Question of the Day

Suggested by Shaker BellsBromeliad: "What do you do when you're just so fucking sad all the time? When you can't stop crying? How do you get through the day when you're overwhelmed by all the bad?"

For me, it depends on the cause of the So Fucking Sad.

If it's something situational that I know will eventually pass, I do what I can to try to resolve the problem, and distract myself when the pieces I can't control start to overwhelm me. My key distractions are music and comedy, whether it's stand-up, films, or TV shows.

If it's something that won't change, for example the death of a loved one, I just allow myself to feel bad as long as I need to, and I give myself permission to say out loud that I'm sad and why, knowing that time is the only thing that will bring a space in which I feel better again.
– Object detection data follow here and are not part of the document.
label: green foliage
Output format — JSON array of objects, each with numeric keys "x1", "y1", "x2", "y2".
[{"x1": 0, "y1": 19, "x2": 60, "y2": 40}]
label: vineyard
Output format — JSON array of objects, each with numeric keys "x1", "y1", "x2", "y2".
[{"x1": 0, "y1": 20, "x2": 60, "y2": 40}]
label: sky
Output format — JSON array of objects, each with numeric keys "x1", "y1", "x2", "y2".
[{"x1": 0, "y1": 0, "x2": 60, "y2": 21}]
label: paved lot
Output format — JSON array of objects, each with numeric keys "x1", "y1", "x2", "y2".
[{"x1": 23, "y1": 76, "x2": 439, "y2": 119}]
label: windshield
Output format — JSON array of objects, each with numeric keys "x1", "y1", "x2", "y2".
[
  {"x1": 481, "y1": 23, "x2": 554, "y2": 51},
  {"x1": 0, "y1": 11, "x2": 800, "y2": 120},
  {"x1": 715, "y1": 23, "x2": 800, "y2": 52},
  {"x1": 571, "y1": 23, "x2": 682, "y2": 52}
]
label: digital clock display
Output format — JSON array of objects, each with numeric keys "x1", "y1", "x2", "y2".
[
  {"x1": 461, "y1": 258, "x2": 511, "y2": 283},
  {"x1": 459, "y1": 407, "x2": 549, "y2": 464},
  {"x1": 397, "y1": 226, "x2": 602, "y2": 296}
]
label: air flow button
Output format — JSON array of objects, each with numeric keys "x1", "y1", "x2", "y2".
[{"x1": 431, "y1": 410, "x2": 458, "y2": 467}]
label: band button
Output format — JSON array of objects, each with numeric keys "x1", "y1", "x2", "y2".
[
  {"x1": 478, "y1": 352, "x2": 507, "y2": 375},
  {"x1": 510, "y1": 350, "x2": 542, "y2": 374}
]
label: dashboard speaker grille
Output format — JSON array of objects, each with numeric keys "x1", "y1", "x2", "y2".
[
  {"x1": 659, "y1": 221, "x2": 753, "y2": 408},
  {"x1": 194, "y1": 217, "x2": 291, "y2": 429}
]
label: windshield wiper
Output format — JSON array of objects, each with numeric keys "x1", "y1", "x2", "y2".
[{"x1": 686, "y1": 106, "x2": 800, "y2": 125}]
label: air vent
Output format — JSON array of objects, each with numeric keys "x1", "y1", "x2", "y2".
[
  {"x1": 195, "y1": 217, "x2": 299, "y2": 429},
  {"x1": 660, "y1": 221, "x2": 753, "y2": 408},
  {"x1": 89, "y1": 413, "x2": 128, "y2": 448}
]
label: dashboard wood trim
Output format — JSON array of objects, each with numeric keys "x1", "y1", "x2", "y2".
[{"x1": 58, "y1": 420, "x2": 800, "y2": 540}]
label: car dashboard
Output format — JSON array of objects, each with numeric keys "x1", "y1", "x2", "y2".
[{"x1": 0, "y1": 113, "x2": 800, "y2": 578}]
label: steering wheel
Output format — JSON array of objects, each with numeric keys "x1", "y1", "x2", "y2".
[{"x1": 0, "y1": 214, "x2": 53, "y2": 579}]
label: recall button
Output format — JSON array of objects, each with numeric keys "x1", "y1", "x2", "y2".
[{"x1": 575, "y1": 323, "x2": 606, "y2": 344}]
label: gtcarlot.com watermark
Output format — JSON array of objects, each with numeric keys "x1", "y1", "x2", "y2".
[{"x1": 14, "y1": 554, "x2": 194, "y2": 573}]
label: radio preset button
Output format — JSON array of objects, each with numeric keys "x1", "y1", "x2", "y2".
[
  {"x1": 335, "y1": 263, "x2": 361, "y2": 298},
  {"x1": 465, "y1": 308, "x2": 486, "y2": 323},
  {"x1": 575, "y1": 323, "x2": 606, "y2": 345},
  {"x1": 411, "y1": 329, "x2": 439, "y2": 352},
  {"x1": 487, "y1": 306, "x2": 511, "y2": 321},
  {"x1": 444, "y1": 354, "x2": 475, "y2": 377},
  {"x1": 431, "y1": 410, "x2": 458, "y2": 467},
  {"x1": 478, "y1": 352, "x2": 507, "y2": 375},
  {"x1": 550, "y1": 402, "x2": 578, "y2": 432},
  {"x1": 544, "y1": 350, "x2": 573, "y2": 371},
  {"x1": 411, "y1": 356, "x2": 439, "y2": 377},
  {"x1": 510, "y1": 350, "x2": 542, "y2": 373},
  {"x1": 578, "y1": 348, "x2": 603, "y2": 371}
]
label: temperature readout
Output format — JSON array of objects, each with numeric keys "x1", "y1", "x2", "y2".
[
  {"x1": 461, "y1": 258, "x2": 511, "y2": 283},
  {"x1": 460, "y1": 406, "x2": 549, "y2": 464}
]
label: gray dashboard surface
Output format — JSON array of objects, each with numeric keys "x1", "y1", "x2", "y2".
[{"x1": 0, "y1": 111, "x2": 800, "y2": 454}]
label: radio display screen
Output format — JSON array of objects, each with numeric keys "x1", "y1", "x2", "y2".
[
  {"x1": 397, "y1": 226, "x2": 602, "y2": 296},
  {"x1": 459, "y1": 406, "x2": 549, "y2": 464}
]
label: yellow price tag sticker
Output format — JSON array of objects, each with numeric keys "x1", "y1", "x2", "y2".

If it's external stuff, like the work I do every day, some of which impacts me directly and personally and some of which makes me profoundly sad even if it doesn't touch my life intimately, I tend to dig in harder and try to find ways to engage in harm mitigation for other people, even if it's nothing bigger than validating what they're feeling. Trying to make other people feel better is an important way, for me, of coping.

I've only ever had one episode of can't-get-out-of-bed-for-weeks depression, my last semester of college. I dealt with it then by not dealing with it at all. I hid. I stayed in bed. I cried. I felt ashamed of myself. I nearly flunked out of school (and would have, if my ex hadn't been talking to my professors and bringing my papers to them). Nothing helped, because I didn't seek help. I just stayed in bed until one day I got out again. If that were to happen now, I would deal with it very differently (I hope), seeking out professional assistance.